DAVACININ İDDİALARI :
Dava konusu Yönetmeliğin 13. maddesi ile Sağlık Bakanlığı Atama ve Nakil Yönetmeliğinin 21. maddesine eklenen onikinci fıkra yönünden;
Yönetmeliğin 21. maddesinin 7. fıkrasının (a) bendinde eş durumu nedeniyle nakil talep edecek personelin eşinin 657 sayılı Devlet Memurları Kanunu’nun 4. maddesinin (B) veya (C) bendine göre istihdam edilmemesi koşulu mevcut iken bu düzenlemeden (B) bendi ibaresinin çıkartılarak kamu kurum ve kuruluşlarında sözleşmeli personel olarak çalışan kişilerin Sağlık Bakanlığında çalışan eşlerinin de eş durumu nedeniyle nakil talebinde bulunabilmelerine olanak sağlanmasına rağmen, uygulama usul ve esaslarının yönetmelik yerine yönerge ile düzenlenmesinin hukuki güvenlik ilkesine aykırılık oluşturduğu ileri sürülmektedir.

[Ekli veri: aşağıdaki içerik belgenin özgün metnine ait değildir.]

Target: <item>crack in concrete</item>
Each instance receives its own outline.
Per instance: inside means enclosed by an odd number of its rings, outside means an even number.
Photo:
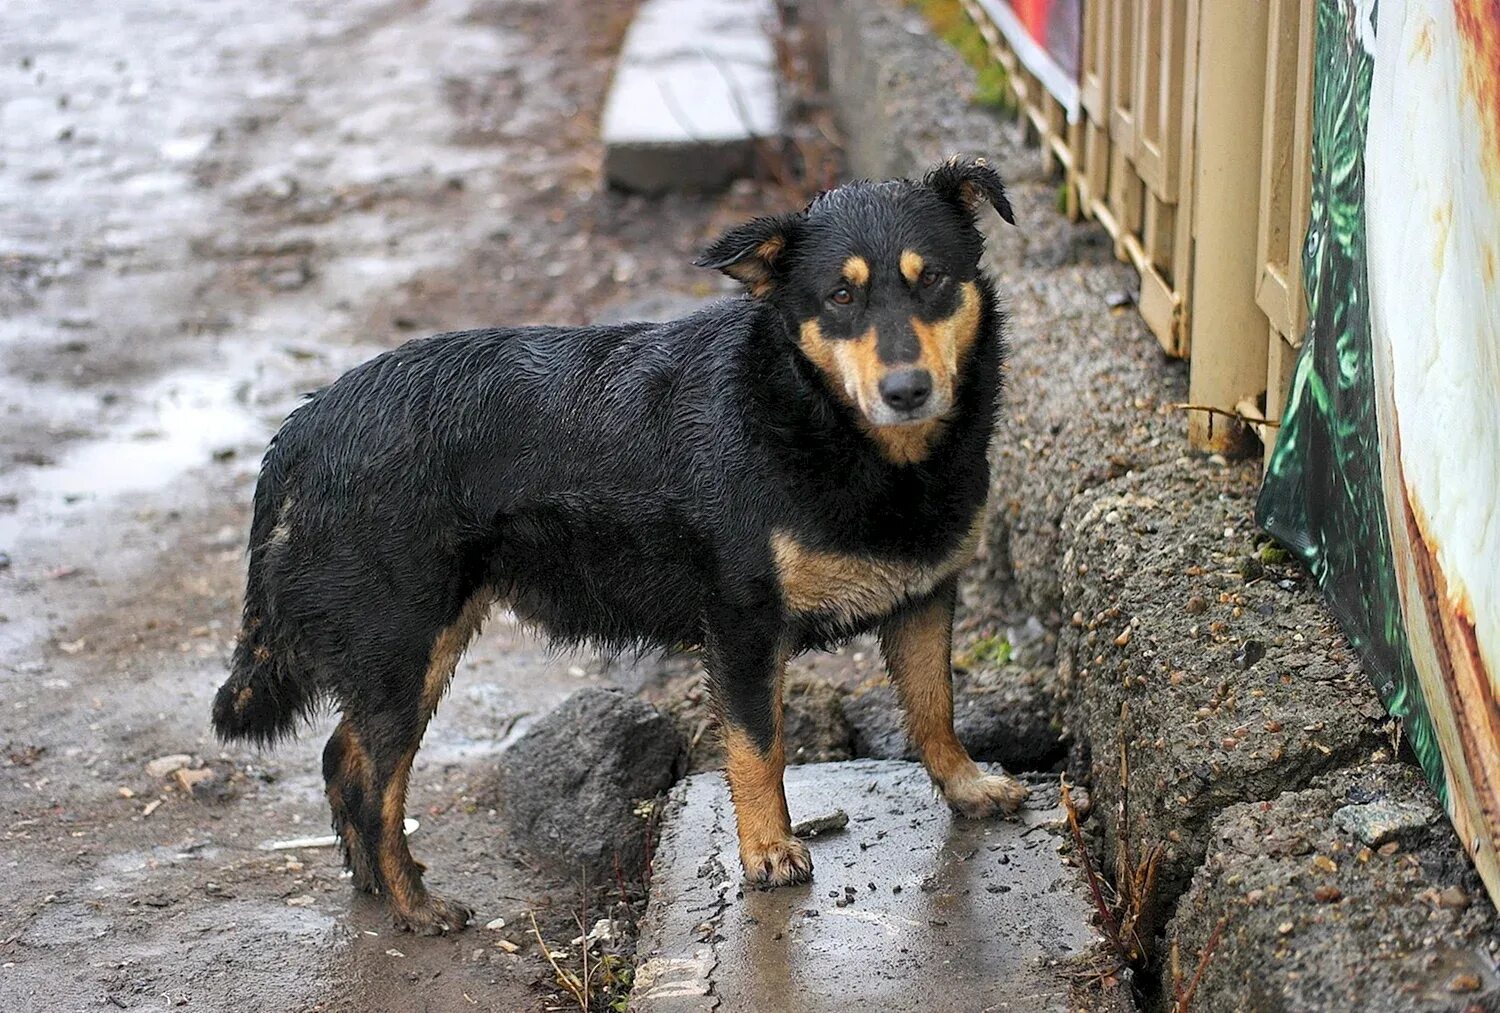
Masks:
[[[723,790],[714,792],[713,826],[709,830],[709,840],[711,842],[711,847],[709,851],[710,857],[708,859],[707,865],[709,867],[709,877],[714,882],[716,910],[705,920],[705,924],[710,927],[708,939],[706,940],[706,942],[708,943],[710,960],[708,963],[707,973],[708,990],[704,993],[704,995],[712,1002],[712,1005],[709,1007],[709,1009],[711,1010],[717,1010],[722,1002],[722,997],[718,994],[718,984],[716,979],[716,972],[719,969],[719,961],[721,959],[719,954],[719,944],[723,940],[723,933],[719,931],[719,928],[724,919],[724,912],[729,910],[728,893],[730,888],[733,886],[733,882],[731,881],[729,876],[729,871],[724,868],[724,863],[719,860],[719,855],[723,853],[724,801],[727,797],[727,794],[727,791]]]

DAVALI İDARENİN SAVUNMASI :
Dava konusu Yönetmeliğin 13. maddesi ile Sağlık Bakanlığı Atama ve Nakil Yönetmeliğinin 21. maddesine eklenen onikinci fıkra yönünden;
06/06/1978 tarihli ve 7/15754 sayılı Bakanlar Kurulu Kararı ile yürürlüğe konulan Sözleşmeli Personel Çalıştırılmasına İlişkin Esasların Ek 1, Ek 2 ve Ek 4 üncü maddelerine dayanılarak hazırlanan 4/B Sözleşmeli Personelin Yeniden Hizmete Alınması ve Kurum İçi Yer Değişikliğine Dair Yönerge ile personelin yeniden hizmete alınması, karşılıklı yer değişikliği, eş durumu ve sağlık mazereti nedeniyle yer değişikliği ve unvan değişikliğine ilişkin usul ve esasların belirlendiği, bu düzenleme ile 657 sayılı Devlet Memurları Kanunu’nun 4/B maddesi uyarınca istihdam edilen personelin de tayin talebinde bulunabilmesinin mümkün hale getirildiği, dava konusu düzenlemede hukuka aykırılık bulunmadığı savunulmaktadır.

DANIŞTAY TETKİK HAKİMİ : …

DÜŞÜNCESİ : İptali istenilen düzenlemelerin yürürlükten kaldırılmış olması nedeniyle, konusu kalmayan dava hakkında karar verilmesine yer olmadığına hükmedilmesi gerektiği düşünülmektedir.

DANIŞTAY SAVCISI : …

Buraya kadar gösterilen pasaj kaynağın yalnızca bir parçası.